C. 시각화 – loss의 관점에서!!

def plot_loss():
    fig = plt.figure()
    ax = fig.add_subplot(projection='3d')
    w0 = np.arange(-6, 11, 0.5) 
    w1 = np.arange(-6, 11, 0.5)
    W1,W0 = np.meshgrid(w1,w0)
    LOSS=W0*0
    for i in range(len(w0)):
        for j in range(len(w1)):
            LOSS[i,j]=torch.sum((y-w0[i]-w1[j]*x)**2)
    ax.plot_surface(W0, W1, LOSS, rstride=1, cstride=1, color='b',alpha=0.1)
    ax.azim = 30  ## 3d plot의 view 조절 
    ax.dist = 8   ## 3d plot의 view 조절 
    ax.elev = 5   ## 3d plot의 view 조절 
    ax.set_xlabel(r'$w_0$')  # x축 레이블 설정
    ax.set_ylabel(r'$w_1$')  # y축 레이블 설정
    ax.set_xticks([-5,0,5,10])  # x축 틱 간격 설정
    ax.set_yticks([-5,0,5,10])  # y축 틱 간격 설정
    plt.close(fig)  # 자동 출력 방지
    return fig

# 손실 8587.6875 를 계산하는 또 다른 방식
def l(w0hat,w1hat):
    yhat = w0hat + w1hat*x
    return torch.sum((y-yhat)**2)

fig = plot_loss()
ax = fig.gca()
ax.scatter(2.5, 4, l(2.5,4), s=200, marker='*', color='red', label=r"${\bf W}=[2.5, 4]'$")
ax.scatter(-5, 10, l(-5,10), s=200, marker='*', color='blue', label=r"initial $\hat{\bf W}=[-5, 10]'$")
ax.legend()
fig

What = torch.tensor([[-5.0],[10.0]],requires_grad=True)
alpha = 0.001
for epoc in range(30):
    yhat = X @ What
    loss = torch.sum((y-yhat)**2)
    loss.backward()
    What.data = What.data - 0.001 * What.grad
    w0,w1 = What.data.reshape(-1) 
    ax.scatter(w0,w1,l(w0,w1),s=5,marker='o',color='blue')
    What.grad = None

fig

D. 애니메이션

from matplotlib import animation

plt.rcParams['figure.figsize'] = (7.5,2.5)
plt.rcParams["animation.html"] = "jshtml"

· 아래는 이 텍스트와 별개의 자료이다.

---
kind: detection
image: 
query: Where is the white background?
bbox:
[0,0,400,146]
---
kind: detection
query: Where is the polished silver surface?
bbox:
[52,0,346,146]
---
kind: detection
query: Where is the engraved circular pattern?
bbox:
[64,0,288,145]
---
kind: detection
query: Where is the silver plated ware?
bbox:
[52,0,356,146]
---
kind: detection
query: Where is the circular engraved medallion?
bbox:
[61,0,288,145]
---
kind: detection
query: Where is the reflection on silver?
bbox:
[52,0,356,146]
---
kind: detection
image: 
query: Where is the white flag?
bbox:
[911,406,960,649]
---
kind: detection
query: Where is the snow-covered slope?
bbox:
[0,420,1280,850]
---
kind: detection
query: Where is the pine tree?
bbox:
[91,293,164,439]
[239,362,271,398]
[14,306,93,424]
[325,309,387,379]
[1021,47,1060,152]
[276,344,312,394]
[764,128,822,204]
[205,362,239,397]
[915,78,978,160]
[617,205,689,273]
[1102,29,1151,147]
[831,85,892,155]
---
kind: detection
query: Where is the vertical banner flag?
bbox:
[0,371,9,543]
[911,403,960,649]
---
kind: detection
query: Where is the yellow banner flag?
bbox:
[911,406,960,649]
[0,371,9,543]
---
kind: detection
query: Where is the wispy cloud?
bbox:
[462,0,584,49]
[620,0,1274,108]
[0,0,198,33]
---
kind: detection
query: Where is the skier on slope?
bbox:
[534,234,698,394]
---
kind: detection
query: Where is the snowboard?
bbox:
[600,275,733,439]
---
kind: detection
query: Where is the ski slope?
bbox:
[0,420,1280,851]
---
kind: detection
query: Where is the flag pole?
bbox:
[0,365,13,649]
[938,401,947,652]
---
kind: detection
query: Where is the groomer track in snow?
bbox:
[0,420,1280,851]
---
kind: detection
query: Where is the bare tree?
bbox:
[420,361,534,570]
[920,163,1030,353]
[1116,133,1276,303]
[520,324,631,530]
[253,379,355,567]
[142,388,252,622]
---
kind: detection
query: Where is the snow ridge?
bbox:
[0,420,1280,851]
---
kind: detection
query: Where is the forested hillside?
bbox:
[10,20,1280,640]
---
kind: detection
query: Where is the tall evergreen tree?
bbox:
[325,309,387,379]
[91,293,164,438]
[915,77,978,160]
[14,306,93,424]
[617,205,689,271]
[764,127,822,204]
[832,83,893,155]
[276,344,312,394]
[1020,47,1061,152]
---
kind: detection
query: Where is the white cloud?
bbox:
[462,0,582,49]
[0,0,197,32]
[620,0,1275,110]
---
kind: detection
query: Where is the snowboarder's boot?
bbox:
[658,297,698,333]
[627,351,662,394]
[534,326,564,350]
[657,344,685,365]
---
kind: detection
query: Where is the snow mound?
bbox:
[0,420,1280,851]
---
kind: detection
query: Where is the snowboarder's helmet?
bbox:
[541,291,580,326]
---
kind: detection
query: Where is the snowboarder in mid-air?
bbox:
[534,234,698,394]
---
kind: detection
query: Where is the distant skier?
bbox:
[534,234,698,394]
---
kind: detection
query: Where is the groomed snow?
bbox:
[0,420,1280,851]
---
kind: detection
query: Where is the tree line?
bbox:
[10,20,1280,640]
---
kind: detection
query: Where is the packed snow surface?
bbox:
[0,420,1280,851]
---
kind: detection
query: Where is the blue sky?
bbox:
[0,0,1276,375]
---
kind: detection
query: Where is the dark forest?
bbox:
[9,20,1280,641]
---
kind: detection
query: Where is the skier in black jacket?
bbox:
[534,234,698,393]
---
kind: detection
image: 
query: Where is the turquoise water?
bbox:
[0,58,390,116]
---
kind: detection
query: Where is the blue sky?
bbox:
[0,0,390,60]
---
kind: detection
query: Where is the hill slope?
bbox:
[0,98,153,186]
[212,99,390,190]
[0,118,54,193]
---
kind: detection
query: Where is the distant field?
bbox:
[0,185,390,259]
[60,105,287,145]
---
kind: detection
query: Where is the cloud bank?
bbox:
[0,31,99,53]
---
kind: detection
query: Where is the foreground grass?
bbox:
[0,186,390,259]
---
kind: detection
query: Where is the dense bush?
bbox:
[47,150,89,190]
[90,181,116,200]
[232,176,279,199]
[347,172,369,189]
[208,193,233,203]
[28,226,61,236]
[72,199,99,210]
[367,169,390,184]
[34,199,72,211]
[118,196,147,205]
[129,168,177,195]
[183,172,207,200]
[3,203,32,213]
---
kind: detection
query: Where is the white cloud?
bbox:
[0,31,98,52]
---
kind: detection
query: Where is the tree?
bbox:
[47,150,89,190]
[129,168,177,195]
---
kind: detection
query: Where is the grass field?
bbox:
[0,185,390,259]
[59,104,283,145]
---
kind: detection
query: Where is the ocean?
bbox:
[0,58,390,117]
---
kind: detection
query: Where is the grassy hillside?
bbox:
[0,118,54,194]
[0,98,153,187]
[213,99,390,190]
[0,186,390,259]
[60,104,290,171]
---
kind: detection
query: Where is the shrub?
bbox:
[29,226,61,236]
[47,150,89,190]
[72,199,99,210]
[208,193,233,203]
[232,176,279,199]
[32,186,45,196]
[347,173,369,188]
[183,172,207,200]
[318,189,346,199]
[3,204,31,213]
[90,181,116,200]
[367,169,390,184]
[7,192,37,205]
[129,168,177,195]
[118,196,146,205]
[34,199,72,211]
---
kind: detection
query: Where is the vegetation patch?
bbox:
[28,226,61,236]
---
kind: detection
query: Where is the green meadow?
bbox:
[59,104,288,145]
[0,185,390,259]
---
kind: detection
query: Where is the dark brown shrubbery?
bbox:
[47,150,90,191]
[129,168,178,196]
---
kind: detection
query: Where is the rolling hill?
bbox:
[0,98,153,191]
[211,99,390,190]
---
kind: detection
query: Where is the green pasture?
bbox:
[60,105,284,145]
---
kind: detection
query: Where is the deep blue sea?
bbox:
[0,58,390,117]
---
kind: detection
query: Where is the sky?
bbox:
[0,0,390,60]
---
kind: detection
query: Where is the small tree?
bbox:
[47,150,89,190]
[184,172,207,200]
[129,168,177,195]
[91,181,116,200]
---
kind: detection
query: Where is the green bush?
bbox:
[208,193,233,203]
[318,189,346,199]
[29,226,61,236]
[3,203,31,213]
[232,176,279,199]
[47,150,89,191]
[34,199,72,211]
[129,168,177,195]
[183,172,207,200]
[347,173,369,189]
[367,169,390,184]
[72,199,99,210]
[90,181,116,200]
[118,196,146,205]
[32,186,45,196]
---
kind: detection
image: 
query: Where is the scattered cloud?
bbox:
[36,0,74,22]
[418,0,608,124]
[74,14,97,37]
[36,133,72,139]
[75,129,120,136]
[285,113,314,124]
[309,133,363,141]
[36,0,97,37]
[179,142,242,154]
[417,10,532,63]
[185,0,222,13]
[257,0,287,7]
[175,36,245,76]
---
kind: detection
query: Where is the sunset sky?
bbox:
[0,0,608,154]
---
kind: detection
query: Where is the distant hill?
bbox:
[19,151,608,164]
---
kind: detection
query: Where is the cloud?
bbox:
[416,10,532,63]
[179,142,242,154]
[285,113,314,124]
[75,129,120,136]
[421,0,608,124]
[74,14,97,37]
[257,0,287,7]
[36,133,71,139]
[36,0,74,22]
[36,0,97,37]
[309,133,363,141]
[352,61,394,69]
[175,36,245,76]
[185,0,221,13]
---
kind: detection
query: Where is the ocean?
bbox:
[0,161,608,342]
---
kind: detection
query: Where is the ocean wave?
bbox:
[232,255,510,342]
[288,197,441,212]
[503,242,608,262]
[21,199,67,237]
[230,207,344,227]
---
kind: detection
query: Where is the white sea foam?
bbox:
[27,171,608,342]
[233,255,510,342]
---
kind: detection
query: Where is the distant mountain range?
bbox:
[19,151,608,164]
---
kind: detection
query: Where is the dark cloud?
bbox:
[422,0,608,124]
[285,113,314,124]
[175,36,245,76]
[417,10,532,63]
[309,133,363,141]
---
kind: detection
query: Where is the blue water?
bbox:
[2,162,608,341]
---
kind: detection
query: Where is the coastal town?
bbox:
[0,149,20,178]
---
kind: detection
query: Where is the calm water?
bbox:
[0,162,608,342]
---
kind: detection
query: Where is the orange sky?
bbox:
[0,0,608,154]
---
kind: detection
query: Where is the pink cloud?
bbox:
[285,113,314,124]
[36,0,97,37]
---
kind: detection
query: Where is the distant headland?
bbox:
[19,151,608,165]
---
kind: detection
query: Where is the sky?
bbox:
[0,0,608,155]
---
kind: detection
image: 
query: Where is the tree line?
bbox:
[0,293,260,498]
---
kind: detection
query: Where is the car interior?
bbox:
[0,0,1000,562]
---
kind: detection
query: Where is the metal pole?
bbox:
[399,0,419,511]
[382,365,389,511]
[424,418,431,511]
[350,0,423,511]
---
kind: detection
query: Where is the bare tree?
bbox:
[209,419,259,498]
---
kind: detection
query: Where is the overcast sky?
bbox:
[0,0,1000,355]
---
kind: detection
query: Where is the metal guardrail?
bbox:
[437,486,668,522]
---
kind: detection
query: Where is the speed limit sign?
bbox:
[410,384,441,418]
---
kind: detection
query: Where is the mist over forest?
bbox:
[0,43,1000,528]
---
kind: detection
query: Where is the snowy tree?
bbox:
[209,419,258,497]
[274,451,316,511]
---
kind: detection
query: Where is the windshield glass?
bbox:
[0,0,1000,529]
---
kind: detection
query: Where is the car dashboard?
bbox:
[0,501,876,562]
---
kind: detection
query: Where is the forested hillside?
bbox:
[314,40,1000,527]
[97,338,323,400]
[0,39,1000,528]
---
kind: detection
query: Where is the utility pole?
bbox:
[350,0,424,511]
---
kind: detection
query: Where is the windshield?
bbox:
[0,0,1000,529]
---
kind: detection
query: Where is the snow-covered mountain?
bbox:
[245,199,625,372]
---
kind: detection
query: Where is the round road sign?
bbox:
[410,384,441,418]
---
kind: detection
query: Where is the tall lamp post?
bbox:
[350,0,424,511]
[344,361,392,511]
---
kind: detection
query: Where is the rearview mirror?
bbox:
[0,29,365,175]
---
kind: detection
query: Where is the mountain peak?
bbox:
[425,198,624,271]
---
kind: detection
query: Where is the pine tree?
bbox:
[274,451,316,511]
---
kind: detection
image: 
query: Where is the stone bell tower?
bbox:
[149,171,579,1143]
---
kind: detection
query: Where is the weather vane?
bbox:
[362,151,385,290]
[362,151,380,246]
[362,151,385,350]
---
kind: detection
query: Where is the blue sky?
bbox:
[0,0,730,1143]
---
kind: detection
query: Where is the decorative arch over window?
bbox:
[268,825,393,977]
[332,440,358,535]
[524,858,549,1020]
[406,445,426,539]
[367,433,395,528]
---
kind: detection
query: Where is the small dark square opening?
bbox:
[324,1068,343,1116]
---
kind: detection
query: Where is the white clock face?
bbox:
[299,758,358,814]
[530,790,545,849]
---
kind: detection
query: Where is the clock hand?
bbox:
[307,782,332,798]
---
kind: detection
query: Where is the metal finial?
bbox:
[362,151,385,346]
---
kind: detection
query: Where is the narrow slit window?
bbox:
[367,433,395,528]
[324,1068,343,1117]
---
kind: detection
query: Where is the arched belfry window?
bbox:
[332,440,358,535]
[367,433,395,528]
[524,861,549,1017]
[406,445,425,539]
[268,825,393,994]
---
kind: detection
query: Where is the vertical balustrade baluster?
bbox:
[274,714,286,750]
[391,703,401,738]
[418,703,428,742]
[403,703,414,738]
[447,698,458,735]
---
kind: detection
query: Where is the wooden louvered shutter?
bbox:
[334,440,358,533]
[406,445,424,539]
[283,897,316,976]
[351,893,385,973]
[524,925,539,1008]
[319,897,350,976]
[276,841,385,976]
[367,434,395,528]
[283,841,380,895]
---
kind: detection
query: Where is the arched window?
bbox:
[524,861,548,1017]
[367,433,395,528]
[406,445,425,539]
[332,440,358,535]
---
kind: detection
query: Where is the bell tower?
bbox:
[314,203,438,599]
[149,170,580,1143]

def show_animation(alpha=0.001):
    ## 1. 히스토리 기록을 위한 list 초기화
    loss_history = [] 
    yhat_history = [] 
    What_history = [] 

    ## 2. 학습 + 학습과정기록
    What= torch.tensor([[-5.0],[10.0]],requires_grad=True)
    What_history.append(What.data.tolist())
    for epoc in range(30): 
        yhat=X@What ; yhat_history.append(yhat.data.tolist())
        loss=torch.sum((y-yhat)**2); loss_history.append(loss.item())
        loss.backward() 
        What.data = What.data - alpha * What.grad; What_history.append(What.data.tolist())
        What.grad = None    

    ## 3. 시각화 
    fig = plt.figure()
    ax1 = fig.add_subplot(1, 2, 1)
    ax2 = fig.add_subplot(1, 2, 2, projection='3d')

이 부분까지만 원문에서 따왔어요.